The biggest value in that activity is the fact, that in case the dreaded performance issue is noticed on an exec level, you already know who to talk to. You know a bit how the others are working and how you can help them. As a tech lead it’s then much easier to ask for logfiles, traffic patterns, CPU usage graphs and I/O latencies, threaddumps etc. You know upfront what information it operations already collects by default. You might have direct access to a monitoring system to get more information. You can even get a warning from the ops people in advance that some real big escalation is imminent. For me this is the best you can get if you have just a few hours to spend.

You might ask why is that important. Because it reduces the TTAD (time to actionable data) dramatically in case of such performance issues. You know who to get on the phone and into calls to start investigation. You already know what information is already available or you can even access it directly.

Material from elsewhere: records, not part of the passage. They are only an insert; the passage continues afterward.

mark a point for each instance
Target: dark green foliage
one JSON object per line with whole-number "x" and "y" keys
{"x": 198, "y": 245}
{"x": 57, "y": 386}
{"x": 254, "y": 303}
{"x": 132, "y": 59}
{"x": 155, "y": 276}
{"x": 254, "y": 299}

You can report “We are analyzing data and can come up with first suggestions within the day” instead of “we are talking to IT and see how they can support us to get data”.

That’s much more important than spending some hours on random performance tuning. And in case you ever run into performance issues, these hours are one of the best investment you made in the whole project.

(And as random recommendation to improve AEM request rendering times: Disable the MobileRedirectFilter (PID: com.day.cq.wcm.mobile.core.impl.redirect.RedirectFilter) by setting the configuration parameter “redirect.enabled” to “false”. In the age of responsive websites it’s purpose is no longer given. And under load its performance impact can be significant.)

“We have an urgent performance problem!”

“Customer situation is heating up because they have urgent performance problems in their production environment” … That’s something I heard quite often in my consulting career. And in many cases it was an outcry for help, because this problem did not turn out during tests, but most times in production environments.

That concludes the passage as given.